As described above, in the fuel cell according to this embodiment, the lower surface of the cooling plate 10 and the upper surface of the conductive plate body 11, the lower surface of the conductive plate body 12a, and the conductive plate body 12b interposed between the stacked unit cells 4 are disposed. The upper surfaces are each formed as a flat surface.

Therefore, as shown in FIG. 2, a battery block composed of a plurality of unit batteries 4 located above the cooling plate 11 is pulled out in the direction of arrow A together with the conductive plate body 12a, the cooling pipe 8, the cooling plates 9, 10 and the like. Therefore, the defective battery block can be replaced with another healthy battery block composed of a plurality of healthy unit batteries without damaging the stacked unit batteries. Further, as shown in FIG. 3, only the defective unit battery 4 is replaced by the conductive plate 12
It is also possible to draw it out in the direction of arrow B together with a and the conductive plate 12b, and it is possible to replace a sound unit battery that is stacked with another sound unit battery without damage.

[Effects of the Invention] As described above, according to the present invention, the conductive plate bodies interposed between the unit cells are vertically divided into two parts, and the divided surfaces are made flat so as to be slidable. Therefore, a unit cell in which a fuel cell malfunction occurs or a battery block composed of a plurality of unit batteries 4 is pulled out, and a battery block composed of a plurality of other healthy unit cells or a unit battery unit in which unit cells are stacked. Since it is possible to replace the battery block with another healthy unit cell or a unit battery without damaging the unit, it is possible to obtain a highly reliable and economical fuel cell.

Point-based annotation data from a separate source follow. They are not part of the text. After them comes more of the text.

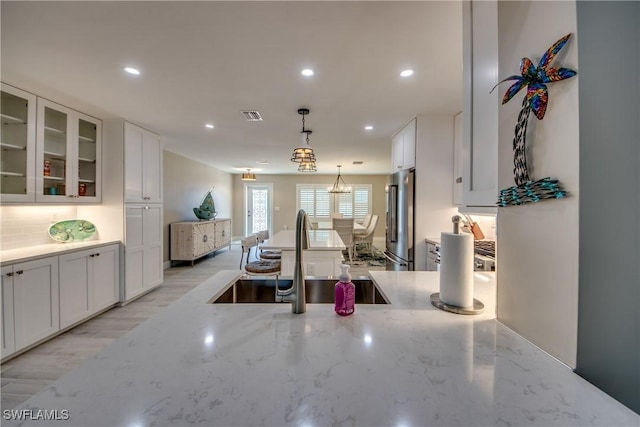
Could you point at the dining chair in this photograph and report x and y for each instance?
(268, 255)
(367, 220)
(260, 267)
(344, 228)
(367, 238)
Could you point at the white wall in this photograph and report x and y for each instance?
(434, 182)
(538, 242)
(185, 184)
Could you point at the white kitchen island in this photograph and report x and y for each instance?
(402, 364)
(323, 258)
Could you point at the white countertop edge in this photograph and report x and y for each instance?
(31, 253)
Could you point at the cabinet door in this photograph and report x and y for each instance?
(397, 152)
(134, 249)
(152, 168)
(106, 273)
(6, 302)
(54, 165)
(36, 300)
(88, 159)
(143, 249)
(223, 233)
(143, 165)
(76, 296)
(409, 145)
(152, 236)
(480, 107)
(457, 159)
(18, 145)
(204, 238)
(133, 160)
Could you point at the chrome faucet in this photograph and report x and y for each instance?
(296, 294)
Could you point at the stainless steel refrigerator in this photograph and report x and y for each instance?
(399, 233)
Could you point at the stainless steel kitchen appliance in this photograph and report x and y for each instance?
(399, 233)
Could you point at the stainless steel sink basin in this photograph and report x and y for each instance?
(317, 290)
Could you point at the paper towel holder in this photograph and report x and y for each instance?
(477, 308)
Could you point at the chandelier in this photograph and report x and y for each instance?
(307, 167)
(305, 153)
(339, 187)
(248, 176)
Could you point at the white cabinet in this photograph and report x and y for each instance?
(191, 240)
(480, 107)
(403, 148)
(143, 249)
(143, 165)
(457, 159)
(6, 302)
(34, 285)
(67, 155)
(88, 283)
(18, 144)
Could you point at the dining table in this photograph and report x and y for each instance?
(328, 225)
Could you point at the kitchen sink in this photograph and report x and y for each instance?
(317, 290)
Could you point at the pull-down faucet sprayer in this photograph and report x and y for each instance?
(296, 294)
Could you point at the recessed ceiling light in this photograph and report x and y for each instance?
(132, 70)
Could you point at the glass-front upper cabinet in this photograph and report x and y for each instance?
(68, 155)
(17, 145)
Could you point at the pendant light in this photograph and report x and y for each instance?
(304, 153)
(339, 187)
(307, 167)
(248, 176)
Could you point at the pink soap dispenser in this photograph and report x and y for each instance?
(345, 293)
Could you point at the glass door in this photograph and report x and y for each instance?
(53, 169)
(258, 209)
(87, 147)
(17, 142)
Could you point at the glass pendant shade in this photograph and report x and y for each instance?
(339, 187)
(248, 176)
(307, 167)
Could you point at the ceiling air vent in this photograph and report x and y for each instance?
(252, 115)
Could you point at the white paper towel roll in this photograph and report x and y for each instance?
(456, 269)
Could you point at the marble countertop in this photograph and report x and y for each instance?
(402, 364)
(52, 249)
(319, 240)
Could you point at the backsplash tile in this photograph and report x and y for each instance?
(23, 226)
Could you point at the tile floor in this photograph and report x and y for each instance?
(32, 371)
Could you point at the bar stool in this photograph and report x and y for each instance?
(261, 267)
(267, 255)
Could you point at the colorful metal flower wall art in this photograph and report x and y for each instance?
(536, 79)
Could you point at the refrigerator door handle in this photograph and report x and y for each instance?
(393, 211)
(401, 264)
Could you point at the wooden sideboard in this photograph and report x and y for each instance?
(191, 240)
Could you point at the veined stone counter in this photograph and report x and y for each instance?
(406, 363)
(30, 253)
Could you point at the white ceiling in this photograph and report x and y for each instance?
(203, 62)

[Brief description of drawings]

FIG. 1 is an exploded perspective view showing a fuel cell according to an embodiment of the present invention, FIGS. 2 and 3 are explanatory views for explaining a replacement operation of a defective battery block or unit battery, and FIG. FIG. 6 is an exploded perspective view showing a conventional fuel cell. In the figure, 2a and 2b are gas diffusion electrodes, 3 is an electrolyte matrix, 4 is a unit cell, 5, 11, 12a and 12b.
Is a conductive plate, 8 is a cooling pipe, and 9 and 10 are cooling plates. The same reference numerals in the drawings indicate the same or corresponding parts.

Claims (1)

[Claims] 1. A fuel cell in which a plurality of unit cells each having an electrolyte matrix interposed between a pair of gas diffusion electrodes are stacked between each unit cell with a conductive plate body interposed therebetween. A fuel cell characterized in that the conductive plates interposed between each are vertically divided into two parts, and the divided surfaces are made flat so that they can be slid.